The Matthew Shepard Local Law Enforcement Hate Crimes Protection Act passed the House today after 10 years of lobbying and educating that the LGBT community needed protection too.

I have always been divided on hate crimes legislation. On one level, this act of Congress made me feel a little bit more ‘equal’ in terms of rights. I know if someone hates and commits violence against me for my sexual orientation, at least the U.S. House of Representatives realizes that it is akin to hating me for being a woman or a person of color. And I would be lying if I said that it does not matter. It matters to me just like ‘gay marriage,’ which I personally don’t support.

But on another level, the state has absolutely no business in categorizing deviant behavior and differences, and then labeling Others as unacceptable for certain rights and privileges. With hate crimes legislation, political identities and differences are institutionalized rather than discarded.

Yet, it is not a bill that I will publicly stand against.

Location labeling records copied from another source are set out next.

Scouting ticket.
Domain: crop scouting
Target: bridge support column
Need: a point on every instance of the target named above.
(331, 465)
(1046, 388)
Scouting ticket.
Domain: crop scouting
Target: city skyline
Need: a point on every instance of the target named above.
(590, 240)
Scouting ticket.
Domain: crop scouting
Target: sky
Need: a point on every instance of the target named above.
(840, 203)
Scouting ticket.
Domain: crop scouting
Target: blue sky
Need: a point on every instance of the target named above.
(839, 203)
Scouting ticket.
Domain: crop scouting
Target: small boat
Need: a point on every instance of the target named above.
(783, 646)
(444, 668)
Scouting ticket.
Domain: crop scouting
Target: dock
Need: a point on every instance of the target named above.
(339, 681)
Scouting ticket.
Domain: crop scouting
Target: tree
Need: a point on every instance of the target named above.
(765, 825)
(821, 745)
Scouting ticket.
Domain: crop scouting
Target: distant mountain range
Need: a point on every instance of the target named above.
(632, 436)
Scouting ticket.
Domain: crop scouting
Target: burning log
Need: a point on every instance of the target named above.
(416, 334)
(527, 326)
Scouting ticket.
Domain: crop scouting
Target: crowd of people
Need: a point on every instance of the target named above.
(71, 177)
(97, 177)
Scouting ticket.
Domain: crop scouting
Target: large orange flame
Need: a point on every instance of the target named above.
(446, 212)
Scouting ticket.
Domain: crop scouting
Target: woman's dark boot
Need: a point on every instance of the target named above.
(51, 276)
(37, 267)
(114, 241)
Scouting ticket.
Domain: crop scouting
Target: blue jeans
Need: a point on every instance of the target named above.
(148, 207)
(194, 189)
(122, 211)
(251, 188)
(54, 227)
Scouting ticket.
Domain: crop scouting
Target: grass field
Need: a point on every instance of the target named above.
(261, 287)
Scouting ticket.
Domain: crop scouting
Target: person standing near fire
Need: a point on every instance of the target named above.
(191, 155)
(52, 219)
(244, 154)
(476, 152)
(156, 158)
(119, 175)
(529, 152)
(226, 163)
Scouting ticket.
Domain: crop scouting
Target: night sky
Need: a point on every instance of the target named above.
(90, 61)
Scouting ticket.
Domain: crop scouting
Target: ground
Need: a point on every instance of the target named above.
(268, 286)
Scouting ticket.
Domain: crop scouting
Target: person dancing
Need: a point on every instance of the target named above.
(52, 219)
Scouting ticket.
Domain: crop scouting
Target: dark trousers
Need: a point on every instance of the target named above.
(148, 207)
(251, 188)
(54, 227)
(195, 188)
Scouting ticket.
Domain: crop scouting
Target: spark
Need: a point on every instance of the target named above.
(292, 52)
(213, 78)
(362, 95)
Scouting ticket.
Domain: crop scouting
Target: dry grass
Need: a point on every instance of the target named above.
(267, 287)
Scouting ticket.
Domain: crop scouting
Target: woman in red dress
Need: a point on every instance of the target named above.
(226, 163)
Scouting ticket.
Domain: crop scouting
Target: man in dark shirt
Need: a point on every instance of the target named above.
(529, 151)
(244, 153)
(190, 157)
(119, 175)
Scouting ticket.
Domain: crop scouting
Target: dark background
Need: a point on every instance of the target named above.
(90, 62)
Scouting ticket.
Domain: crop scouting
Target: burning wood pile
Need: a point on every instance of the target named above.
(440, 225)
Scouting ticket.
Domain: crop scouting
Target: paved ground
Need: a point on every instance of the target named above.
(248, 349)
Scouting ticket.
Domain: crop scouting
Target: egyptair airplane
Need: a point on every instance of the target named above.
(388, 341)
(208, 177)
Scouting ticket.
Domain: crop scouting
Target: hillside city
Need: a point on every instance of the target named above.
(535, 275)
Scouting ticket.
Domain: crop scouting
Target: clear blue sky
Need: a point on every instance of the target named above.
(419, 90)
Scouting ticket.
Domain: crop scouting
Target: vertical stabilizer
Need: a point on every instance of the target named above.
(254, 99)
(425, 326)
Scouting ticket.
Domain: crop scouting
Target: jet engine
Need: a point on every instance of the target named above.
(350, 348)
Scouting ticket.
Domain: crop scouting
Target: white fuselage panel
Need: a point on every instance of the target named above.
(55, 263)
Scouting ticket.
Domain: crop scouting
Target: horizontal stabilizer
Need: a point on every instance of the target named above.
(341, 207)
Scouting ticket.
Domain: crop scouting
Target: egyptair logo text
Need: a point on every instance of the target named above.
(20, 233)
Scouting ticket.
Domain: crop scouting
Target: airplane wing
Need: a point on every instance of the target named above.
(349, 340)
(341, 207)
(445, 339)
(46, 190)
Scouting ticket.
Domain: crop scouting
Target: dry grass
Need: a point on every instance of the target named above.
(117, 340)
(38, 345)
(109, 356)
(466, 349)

I wear the Matthew Shepard pendant for Understanding, Acceptance and Compassion quite fondly.

Ten years.

I was in Fiji, 13, and having my first coming out affair when Mathew Sheppard was killed. At that point, I did not really think that I could have a family someday or that I could convince my own family to love me despite my love for someone else.

I remember coming to the United States and going through high school in silence of the hatred that I had faced in school, silent about the ridicule, hatred and violence I faced at home.

I would screen The Laramie Project in school, write passionately for hate crimes legislation and lament quite a lot about how we are not included in federal protections.

Recently I watched Twilight of the Golds, a movie starring Jennifer Beals that explored the hypothetical possibility of knowing your unborn child would be gay. The mother (Jennifer Beals), torn apart by the challenges, considered an abortion even as her own brother (Brendan Fraser) was openly gay. I knew that if it had been possible to predetermine sexuality before birth, I wouldn’t be alive. That is a violence that no one has perpetuated, but that I have internalized; it is routine violence that is constructed with identity politics and hate crimes legislation will do little to prevent that.